Recibióla don Víctor en su propia habitación;
leyóla, alzó los ojos al cielo como ((**It5.69**))
interrogando la voluntad del Señor, miró al
crucifijo, inclinó la cabeza y aceptó.
Pero, >>quién era este digno sacerdote, del que
siempre habrá de gloriarse y al que siempre deberá
estar agradecida la Congregación de don Bosco?
Nació el 15 de noviembre de 1812, en Avigliana,
cursó en su pueblo los estudios elementales, que
entonces comprendían también el primero del
bachiller e hizo en el Seminario de Giaveno los
cursos de Gramática, Humanidades y Retórica.
Vistió en Avigliana el hábito clerical de manos
del Arcipreste Pautassi y estudió filosofía y
teología en el Seminario de Turín. En todas partes
fue modelo de virtudes para sus compañeros.

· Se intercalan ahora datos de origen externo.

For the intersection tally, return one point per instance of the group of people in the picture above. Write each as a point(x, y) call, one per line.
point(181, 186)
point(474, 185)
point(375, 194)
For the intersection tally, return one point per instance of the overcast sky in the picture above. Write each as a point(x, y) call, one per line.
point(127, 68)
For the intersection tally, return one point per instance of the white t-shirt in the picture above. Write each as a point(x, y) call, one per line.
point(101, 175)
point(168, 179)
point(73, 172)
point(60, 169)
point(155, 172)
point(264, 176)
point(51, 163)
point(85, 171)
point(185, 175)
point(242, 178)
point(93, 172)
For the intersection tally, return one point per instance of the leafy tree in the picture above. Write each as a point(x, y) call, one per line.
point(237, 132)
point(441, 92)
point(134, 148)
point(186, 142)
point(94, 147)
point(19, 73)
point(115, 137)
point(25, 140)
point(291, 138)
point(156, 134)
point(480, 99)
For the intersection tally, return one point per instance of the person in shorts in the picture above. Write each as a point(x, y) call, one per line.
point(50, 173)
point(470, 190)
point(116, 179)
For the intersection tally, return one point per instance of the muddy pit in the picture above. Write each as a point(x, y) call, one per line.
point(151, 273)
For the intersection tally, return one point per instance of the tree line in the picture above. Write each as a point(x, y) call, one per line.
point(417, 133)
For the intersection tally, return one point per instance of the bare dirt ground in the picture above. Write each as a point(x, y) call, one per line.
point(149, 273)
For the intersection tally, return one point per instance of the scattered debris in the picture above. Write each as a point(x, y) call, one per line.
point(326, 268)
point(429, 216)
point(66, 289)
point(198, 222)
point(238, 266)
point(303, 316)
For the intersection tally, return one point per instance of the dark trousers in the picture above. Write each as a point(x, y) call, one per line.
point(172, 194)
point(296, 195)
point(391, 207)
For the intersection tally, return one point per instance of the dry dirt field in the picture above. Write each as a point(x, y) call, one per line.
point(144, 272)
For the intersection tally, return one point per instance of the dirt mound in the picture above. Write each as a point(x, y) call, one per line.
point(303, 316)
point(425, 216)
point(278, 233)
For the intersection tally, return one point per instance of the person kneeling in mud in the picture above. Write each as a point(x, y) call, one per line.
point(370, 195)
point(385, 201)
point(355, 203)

Terminó la Teología Moral en la Residencia
Sacerdotal de San Francisco de Asís, y fue
ordenado sacerdote en 1835. Dedicábase al
ministerio sacerdotal con gran celo en su pueblo,
cuando tuvo que hacerse cargo de la escuela
elemental, por deseo de toda la población. Le
gustaban con locura los muchachos. A pesar de la
destacada seriedad de su carácter, sabía ser
sencillo con los sencillos, como si quisiera ser
uno de ellos. Toda la población y el clero
admiraban la caridad, verdaderamente maternal, con
que llevaba a sus alumnos a la iglesia y la
inalterable paciencia con que corregía las faltas
de sus inquietos muchachos.
Les advertía previamente en la escuela la
compostura devota y formal con que habían de estar
en la casa de Dios. Los acompañaba de la escuela a
la iglesia, les hacía tomar agua bendita y
signarse con devoción, los colocaba en su puesto y
procuraba, con asidua vigilancia y con el ejemplo,
que participaran recogidamente en las funciones
sagradas. Se imponía estos cuidados con celo
verdaderamente sacerdotal.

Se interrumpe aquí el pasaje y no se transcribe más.